Na dialética do senhor e do escravo apresentada por Hegel (1992) o escravo é aquele detentor do saber e aquele que trabalha, sendo o valor de seu trabalho imputado ao seu senhor. Essa passagem, analisada por um viés psicanalítico, é o que viabiliza a produção da transferência, imputando ao analista o seu suposto saber (Lacan, 1992). No entanto, para que uma análise ocorra efetivamente, essa suposição de saber atribuída ao analista (escravo) deve cair, sendo realocada ao inconsciente, processo que acontece ao longo de uma análise.

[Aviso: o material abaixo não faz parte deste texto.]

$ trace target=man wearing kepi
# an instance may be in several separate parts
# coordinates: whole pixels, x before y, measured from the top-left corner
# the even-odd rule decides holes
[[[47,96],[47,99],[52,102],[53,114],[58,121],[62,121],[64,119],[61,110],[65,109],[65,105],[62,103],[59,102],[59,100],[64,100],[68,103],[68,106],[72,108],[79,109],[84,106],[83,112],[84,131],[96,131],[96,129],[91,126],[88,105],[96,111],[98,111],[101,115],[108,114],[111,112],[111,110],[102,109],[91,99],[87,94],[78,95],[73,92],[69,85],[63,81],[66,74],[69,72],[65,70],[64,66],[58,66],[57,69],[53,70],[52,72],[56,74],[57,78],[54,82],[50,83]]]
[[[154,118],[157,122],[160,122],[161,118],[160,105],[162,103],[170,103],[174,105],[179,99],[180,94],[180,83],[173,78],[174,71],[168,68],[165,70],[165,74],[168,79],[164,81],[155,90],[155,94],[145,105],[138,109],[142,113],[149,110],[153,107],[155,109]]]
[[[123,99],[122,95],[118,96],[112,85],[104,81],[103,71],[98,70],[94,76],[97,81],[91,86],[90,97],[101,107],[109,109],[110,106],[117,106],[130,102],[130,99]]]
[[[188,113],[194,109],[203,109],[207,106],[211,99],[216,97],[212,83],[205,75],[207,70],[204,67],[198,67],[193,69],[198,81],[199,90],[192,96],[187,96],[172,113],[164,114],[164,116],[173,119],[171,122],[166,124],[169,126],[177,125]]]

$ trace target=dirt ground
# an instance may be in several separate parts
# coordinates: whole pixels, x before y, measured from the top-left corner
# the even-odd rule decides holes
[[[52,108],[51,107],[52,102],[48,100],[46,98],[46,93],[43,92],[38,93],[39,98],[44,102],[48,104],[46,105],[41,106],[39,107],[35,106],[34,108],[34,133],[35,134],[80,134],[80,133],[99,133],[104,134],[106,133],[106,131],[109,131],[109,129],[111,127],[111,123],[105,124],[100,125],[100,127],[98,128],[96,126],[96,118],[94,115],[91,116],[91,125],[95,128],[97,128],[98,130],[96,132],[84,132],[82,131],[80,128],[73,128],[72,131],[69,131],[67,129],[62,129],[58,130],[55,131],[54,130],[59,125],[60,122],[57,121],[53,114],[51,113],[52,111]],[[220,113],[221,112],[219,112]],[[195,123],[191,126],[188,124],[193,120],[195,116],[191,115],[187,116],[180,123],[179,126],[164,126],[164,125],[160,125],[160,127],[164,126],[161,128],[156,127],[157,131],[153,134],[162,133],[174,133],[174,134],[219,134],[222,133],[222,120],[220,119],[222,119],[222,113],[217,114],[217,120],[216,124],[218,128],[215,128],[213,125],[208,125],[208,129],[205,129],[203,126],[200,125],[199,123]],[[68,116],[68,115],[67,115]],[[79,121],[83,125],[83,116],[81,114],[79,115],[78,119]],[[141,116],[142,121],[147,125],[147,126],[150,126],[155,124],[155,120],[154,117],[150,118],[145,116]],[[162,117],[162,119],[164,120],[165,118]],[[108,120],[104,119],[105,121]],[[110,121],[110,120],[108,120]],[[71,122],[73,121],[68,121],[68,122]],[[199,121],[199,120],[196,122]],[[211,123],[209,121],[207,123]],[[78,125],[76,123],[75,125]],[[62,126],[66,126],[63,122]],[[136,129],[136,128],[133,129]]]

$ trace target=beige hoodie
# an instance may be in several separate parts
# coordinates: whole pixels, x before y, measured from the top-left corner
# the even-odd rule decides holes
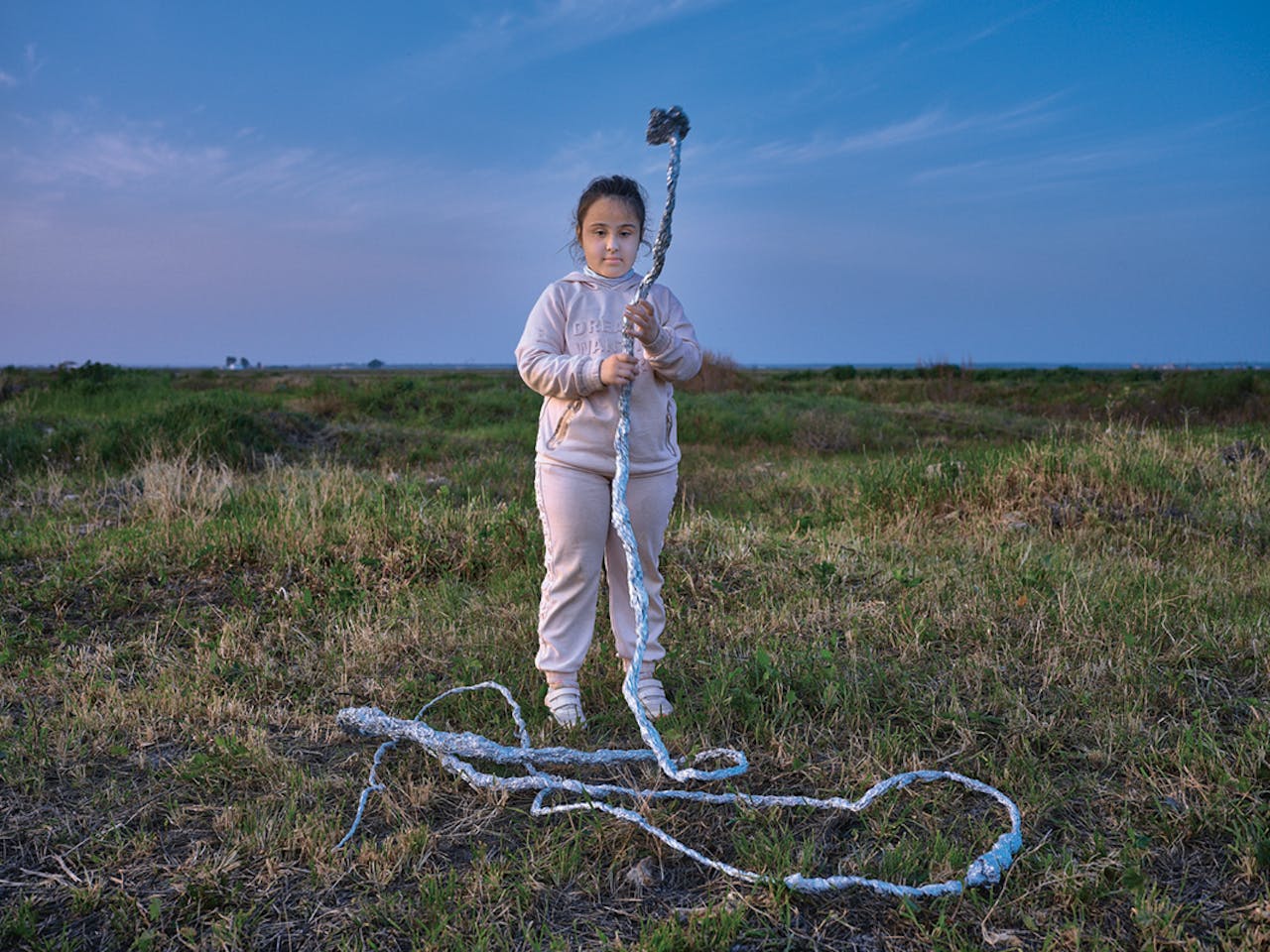
[[[624,278],[573,272],[549,284],[530,311],[516,367],[544,397],[540,461],[612,476],[621,388],[599,382],[599,364],[624,349],[622,311],[639,282],[635,272]],[[669,472],[678,465],[672,382],[701,369],[701,348],[678,298],[660,284],[648,297],[662,329],[649,345],[635,341],[640,372],[631,385],[631,476]]]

Esse processo ocorrerá por meio das mais variadas operações clínicas. Aqui apresentamos algumas delas: os sonhos não-sonhados (Ogden, 2010), o segundo e o terceiro umbigo dos sonhos apresentados por Kaës (2014), que evidenciam de que modo as representações e fantasias agem potencialmente no inconsciente, favorecendo transferências e ressignificações históricas e, podendo ser sonhadas e pensadas pelo analista, privilegiam a assunção do saber inconsciente por parte do analisando. Esse processo só pode ser viabilizado a partir do momento em que reconhecemos, historicamente, quem realizou o exercício dessa função ao longo dos séculos no ocidente: as mulheres e, no caso do Brasil principalmente, as mulheres negras.
A aposta neste reconhecimento produziria um efeito ético em nossa escuta, no que tange a compreensão experienciada da posição do analista como objeto-a. Para que essa posição de fato se torne uma função, ela precisa ser historicizada, compreendida em sua estrutura, sabendo, assim, dos efeitos da cultura nas análises que conduzimos. Negritar a nossa escuta (Paulon & Barbosa, 2023) é, portanto, uma aposta ética e política de ressituação do campo das subjetividades ocidentalizadas: que ouçamos a via da desigualdade das produções de sentido para que, um dia, alcancemos a possibilidade de escutar a verdadeira diferença.